Here's an analogy: take a point on the sphere and consider the set of points on the sphere that are distance d from that point. The size of that set increases as d goes from 0 to 1/4 * circumference, then decreases as d goes to 1/2 * circumference, and you end up with just the antipodal point.

There's probably some general argument that you'll always see this with any sufficiently nice compact metric space.

It also works for Hamming distance of bit strings. For an n-bit string there are C(n,k) ways of achieving a Hamming distance of k, for example there is only 1 string with distance 0 (the original string) and 1 string with distance n (the complement of the original string), and everything in the middle goes first up and then down—following the components of Pascal's triangle.

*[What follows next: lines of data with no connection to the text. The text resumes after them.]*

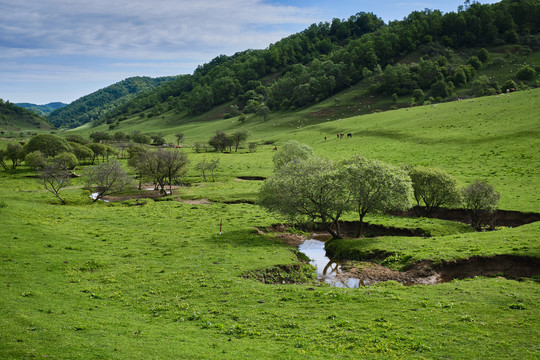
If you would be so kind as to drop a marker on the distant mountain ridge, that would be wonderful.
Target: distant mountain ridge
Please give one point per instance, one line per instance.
(17, 118)
(96, 105)
(42, 110)
(427, 57)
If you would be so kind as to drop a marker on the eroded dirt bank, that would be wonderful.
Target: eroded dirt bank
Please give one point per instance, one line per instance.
(498, 218)
(427, 272)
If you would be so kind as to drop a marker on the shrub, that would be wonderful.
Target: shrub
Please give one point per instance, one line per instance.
(526, 73)
(36, 160)
(48, 144)
(480, 199)
(433, 187)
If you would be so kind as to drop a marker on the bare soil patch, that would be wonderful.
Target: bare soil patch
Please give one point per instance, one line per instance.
(427, 272)
(197, 202)
(248, 178)
(498, 218)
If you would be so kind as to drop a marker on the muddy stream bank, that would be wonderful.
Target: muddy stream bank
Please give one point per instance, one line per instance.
(355, 274)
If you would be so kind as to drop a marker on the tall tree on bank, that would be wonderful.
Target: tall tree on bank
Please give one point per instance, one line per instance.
(307, 190)
(374, 186)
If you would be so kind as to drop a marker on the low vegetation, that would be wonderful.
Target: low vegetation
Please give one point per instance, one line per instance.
(161, 269)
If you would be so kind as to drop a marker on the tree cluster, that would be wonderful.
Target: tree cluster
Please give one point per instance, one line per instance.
(222, 141)
(309, 189)
(162, 167)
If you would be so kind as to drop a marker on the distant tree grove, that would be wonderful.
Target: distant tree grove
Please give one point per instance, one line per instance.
(330, 56)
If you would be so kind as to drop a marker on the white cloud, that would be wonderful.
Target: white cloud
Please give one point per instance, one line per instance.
(143, 29)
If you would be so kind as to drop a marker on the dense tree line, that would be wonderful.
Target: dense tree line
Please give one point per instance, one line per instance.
(328, 57)
(93, 107)
(13, 115)
(308, 189)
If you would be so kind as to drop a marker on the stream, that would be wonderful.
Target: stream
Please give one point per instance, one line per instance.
(327, 270)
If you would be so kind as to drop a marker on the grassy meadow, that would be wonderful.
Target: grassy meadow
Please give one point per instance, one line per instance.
(115, 281)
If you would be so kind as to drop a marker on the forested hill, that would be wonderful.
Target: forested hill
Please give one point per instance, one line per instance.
(16, 118)
(326, 58)
(94, 106)
(42, 110)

This could also be viewed as, for example, the distance along edges from one corner of an n-dimensional hypercube to other corners. There is 1 corner where you don't move at all and 1 corner where you move in every dimension, and the largest number of corners in which you move in half of the dimensions.

I agree with your intuition that this phenomenon will apply to a whole lot of contexts and situations.

Feels to me like this is required of any 'lattice' (partial ordered set with a unique supremum and infinum for every sub-set).

Notably, given any 'cross-section' of a lattice (a set A such that given an x in A, and any x > y then y in A) has a 'surface' (the set of all points x in z such that for all y in A we NOT z > x). That cross section needs to start (1 element) at the cross section containing only the 'infinum' of the entire lattice. Similarly, the surface needs to end small (1 element again) at the cross-section that is the entire lattice.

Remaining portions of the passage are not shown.